TOML-configured nftables NAT with software flowtable offload, O(1) DNAT interval maps, and conntrack/NIC tuning split into numbered stages.
Forwarding only - no anti-spoof, no rate limiting, no SYN-flood/conntrack-flood
mitigation, no ct invalid cleanup. Host-level filtering and edge protection
live in a separate project.
/etc/tun-nat/
├── config.toml # TOML config
├── apply-nat.sh # orchestrator
└── nat.d/
├── lib.sh # config loader + validation + helpers
├── 10-sysctl.sh # ip_forward + conntrack/socket tuning
├── 20-nic.sh # ethtool offloads (GRO/GSO/TSO)
├── 30-nftables.sh # nft ruleset (flowtable + DNAT maps)
├── 40-verify.sh # post-apply verification + log
└── 99-teardown.sh # remove nft table
Stages are numbered so you can drop in additional ones (25-foo.sh, etc.)
and they will run in order if you wire them into the orchestrator.
# full apply (sysctl + nic + nftables)
sudo /etc/tun-nat/apply-nat.sh
# only one stage (debug / re-tune without touching the rest)
sudo /etc/tun-nat/apply-nat.sh --only sysctl
sudo /etc/tun-nat/apply-nat.sh --only nic
sudo /etc/tun-nat/apply-nat.sh --only nftables
# point at a non-default config / table without exporting env vars
sudo /etc/tun-nat/apply-nat.sh --config /etc/tun-nat/lab.toml --table tun_nat_lab
# verify that everything applied correctly; writes full report to $VERIFY_LOG
# (default /tmp/apply-nat-verify.log). Exit 0 if no FAILs, 1 otherwise.
sudo /etc/tun-nat/apply-nat.sh --verify
sudo VERIFY_LOG=/var/log/apply-nat-verify.log /etc/tun-nat/apply-nat.sh --verify
# remove the nft table (sysctl is not reverted - resets on reboot)

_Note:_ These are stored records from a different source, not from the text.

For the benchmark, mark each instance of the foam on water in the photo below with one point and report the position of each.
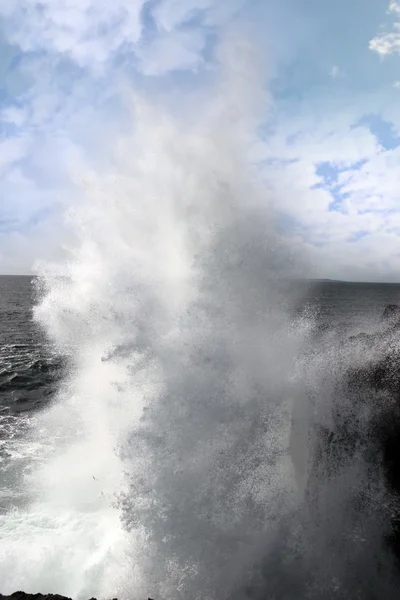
(164, 465)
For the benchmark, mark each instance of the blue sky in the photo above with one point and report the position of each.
(330, 148)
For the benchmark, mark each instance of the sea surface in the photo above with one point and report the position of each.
(31, 372)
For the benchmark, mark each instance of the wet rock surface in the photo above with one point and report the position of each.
(365, 426)
(24, 596)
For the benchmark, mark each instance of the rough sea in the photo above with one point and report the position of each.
(69, 541)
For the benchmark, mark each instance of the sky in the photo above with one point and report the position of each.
(329, 150)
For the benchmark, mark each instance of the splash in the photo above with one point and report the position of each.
(165, 464)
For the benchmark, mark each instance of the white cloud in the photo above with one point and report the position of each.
(12, 150)
(388, 42)
(13, 115)
(171, 52)
(88, 32)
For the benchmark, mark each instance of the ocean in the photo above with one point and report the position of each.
(67, 513)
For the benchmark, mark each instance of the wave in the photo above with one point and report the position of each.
(168, 463)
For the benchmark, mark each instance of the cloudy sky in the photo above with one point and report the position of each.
(330, 151)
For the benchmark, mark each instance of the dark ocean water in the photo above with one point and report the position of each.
(31, 372)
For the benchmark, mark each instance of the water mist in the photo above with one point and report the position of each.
(165, 466)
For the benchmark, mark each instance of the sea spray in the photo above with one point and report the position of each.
(165, 467)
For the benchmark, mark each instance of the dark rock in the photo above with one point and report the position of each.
(366, 419)
(24, 596)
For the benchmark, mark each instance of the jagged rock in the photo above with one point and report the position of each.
(366, 417)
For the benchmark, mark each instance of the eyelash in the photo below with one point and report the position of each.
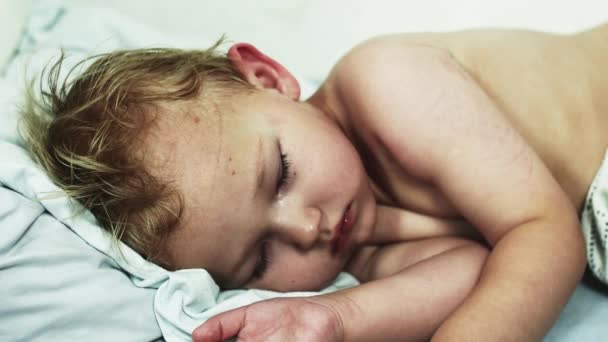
(263, 262)
(285, 165)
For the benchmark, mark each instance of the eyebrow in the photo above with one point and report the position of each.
(260, 167)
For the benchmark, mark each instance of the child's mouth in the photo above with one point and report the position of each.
(343, 229)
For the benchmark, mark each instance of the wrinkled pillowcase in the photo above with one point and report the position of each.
(13, 16)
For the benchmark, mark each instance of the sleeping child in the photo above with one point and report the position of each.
(444, 171)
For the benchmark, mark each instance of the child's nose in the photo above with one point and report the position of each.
(301, 227)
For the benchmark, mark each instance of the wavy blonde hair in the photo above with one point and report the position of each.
(84, 132)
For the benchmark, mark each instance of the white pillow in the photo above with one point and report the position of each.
(13, 16)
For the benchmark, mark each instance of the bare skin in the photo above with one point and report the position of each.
(523, 73)
(513, 137)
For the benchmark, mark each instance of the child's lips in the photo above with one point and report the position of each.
(343, 229)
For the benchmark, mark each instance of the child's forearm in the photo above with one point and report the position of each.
(527, 280)
(410, 305)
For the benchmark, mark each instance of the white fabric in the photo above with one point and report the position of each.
(70, 281)
(595, 223)
(13, 16)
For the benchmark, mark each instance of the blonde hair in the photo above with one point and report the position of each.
(84, 133)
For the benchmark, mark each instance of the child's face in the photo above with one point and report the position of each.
(268, 185)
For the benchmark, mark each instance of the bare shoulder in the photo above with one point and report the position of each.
(387, 84)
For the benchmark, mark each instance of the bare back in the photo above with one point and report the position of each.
(552, 88)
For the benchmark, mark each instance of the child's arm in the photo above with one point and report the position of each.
(406, 305)
(426, 110)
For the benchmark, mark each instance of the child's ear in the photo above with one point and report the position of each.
(262, 71)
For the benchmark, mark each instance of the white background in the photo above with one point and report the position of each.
(308, 36)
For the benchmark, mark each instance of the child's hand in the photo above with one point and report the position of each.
(279, 319)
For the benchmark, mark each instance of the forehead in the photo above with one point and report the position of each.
(212, 158)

sudo /etc/tun-nat/apply-nat.sh --down
# also: each stage can be invoked directly
sudo /etc/tun-nat/nat.d/30-nftables.sh
sudo /etc/tun-nat/nat.d/40-verify.sh| var | default | meaning |
|---|---|---|
NAT_CONF |
/etc/tun-nat/config.toml |
path to config (overridden by --config) |
NFT_TABLE |
tun_nat |
nftables table name (overridden by --table) |
VERIFY_LOG |
/tmp/apply-nat-verify.log |
path for the --verify log |
[tunnel]
interface = "wg0"
port = 51820
[external]
interface = "eth0"
ip = "203.0.113.10" # empty string for dynamic IP / MASQUERADE
[[port_rules]]
protocol = "udp"
target = "10.66.66.2"
ports = "27015-27050"
[[port_rules]]
protocol = "tcp"
target = "10.66.66.2"
ports = "27015-27050"
[tuning]
conntrack_max = 32768
conntrack_hashsize = 32768
rmem_max = 1048576
wmem_max = 1048576
netdev_max_backlog = 4096
netdev_budget = 300
netdev_budget_usecs = 2000
udp_timeout = 5
udp_timeout_stream = 120The parser in lib.sh is pure bash and accepts only what this project
uses: [section] and [[array.section]] headers, single-line
key = value pairs (int or double-quoted string, no escapes), and #
comments. Anything else (dotted keys, multi-line strings, inline
tables, arrays) needs a real TOML parser - swap it out if you need it.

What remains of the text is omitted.